3. Look at one tool implementation

The scaffold already includes a simple echo-style tool. The real template has extra validation and error handling, but this trimmed excerpt shows the shape.

note

This snippet is based on the X07 language itself, using the canonical x07AST JSON form from the scaffolded MCP template. Every line is commented because many readers will be new to X07.

{
"kind": "defn", // Define one X07 function that implements a tool.
"name": "mcp.user._tool_echo_v1", // Give the tool a stable module-qualified symbol name.
"params": [
{"name": "args_json", "ty": "bytes_view"} // Tool arguments arrive as UTF-8 JSON bytes.
],
"result": "bytes", // MCP tool responses are returned as bytes.
"body": [
"begin", // Evaluate the tool body as a sequence of expressions.
["let", "doc_b", ["ext.json.data_model.parse", "args_json"]], // Parse the incoming JSON argument object.
["let", "doc", ["bytes.view", "doc_b"]], // Borrow the parsed document without copying it.
["let", "root", ["ext.data_model.root_offset", "doc"]], // Find the root object inside the parsed JSON document.
["let", "k_text", ["bytes.lit", "text"]], // Build the key name for the argument lookup.
["let", "text_off", ["ext.data_model.map_find", "doc", "root", ["bytes.view", "k_text"]]], // Locate the "text" field in the argument object.
["let", "text", ["ext.data_model.string_get", "doc", "text_off"]], // Read the string value for that field.
["std.mcp.tool.result.ok_text_v1", ["bytes.view", "text"]] // Return a successful MCP text result.
]
}

The important part is the contract: your tool code stays in src/mcp/user.x07.json, and the router/worker infrastructure is already scaffolded around it.

4. Bundle the router and the sandboxed worker

The current MCP docs use two bundles: one router process and one worker process.

# Build the main router binary with real OS access.
x07 bundle --profile os --out out/mcp-router

# Build the worker binary from the worker entrypoint under the sandbox profile.
x07 bundle --profile sandbox --program src/worker_main.x07.json --out out/mcp-worker

The template's config/mcp.server.json already expects the worker binary at out/mcp-worker, so you do not need to change the config if you keep that output path.

5. Run the local no-auth dev server

The HTTP template defaults to OAuth for production-shaped behavior. For local development, use the shipped dev config.

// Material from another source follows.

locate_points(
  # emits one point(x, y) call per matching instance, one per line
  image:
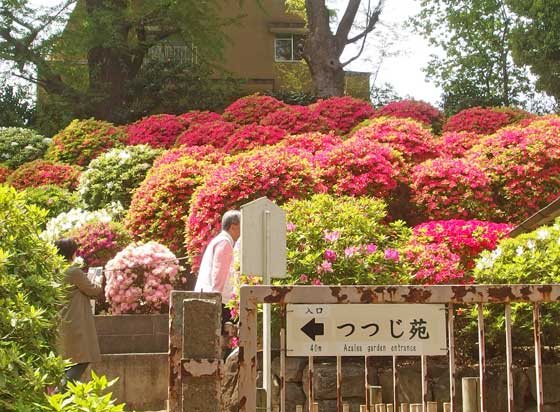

# Start the router with the no-auth development configuration.
X07_MCP_CFG_PATH=config/mcp.server.dev.json ./out/mcp-router

The template defaults are:

  • bind address: 127.0.0.1:8314
  • MCP path: /mcp
  • SSE enabled for streamable HTTP

6. Initialize it with curl

# Send a minimal MCP initialize request to the local server.
curl -i \
-H 'Content-Type: application/json' \
-H 'Accept: application/json,text/event-stream' \
-H 'Origin: http://localhost:3000' \
-H 'MCP-Protocol-Version: 2025-11-25' \
--data '{"jsonrpc":"2.0","id":1,"method":"initialize","params":{"protocolVersion":"2025-11-25","capabilities":{},"clientInfo":{"name":"curl","version":"1"}}}' \
http://127.0.0.1:8314/mcp

At that point you have a running MCP server built from the current X07 template.

7. Run the built-in checks

# Run the template's deterministic test manifest.
x07 test --manifest tests/tests.json

# Check protocol behavior against the MCP conformance harness.
x07 mcp conformance --url http://127.0.0.1:8314/mcp

Where to go next

If you want to keep building:

  • use mcp-server-stdio for direct stdio transport
  • use mcp-server-http-tasks when you need tasks/*, progress, or resumable task flows
  • edit src/mcp/user.x07.json to add real tools
  • keep x07 test --manifest tests/tests.json in your loop so replay fixtures stay deterministic

The main point is that X07 gives you a scaffolded MCP architecture, a sandboxed worker split, and conformance tooling from the start instead of expecting you to assemble those pieces later.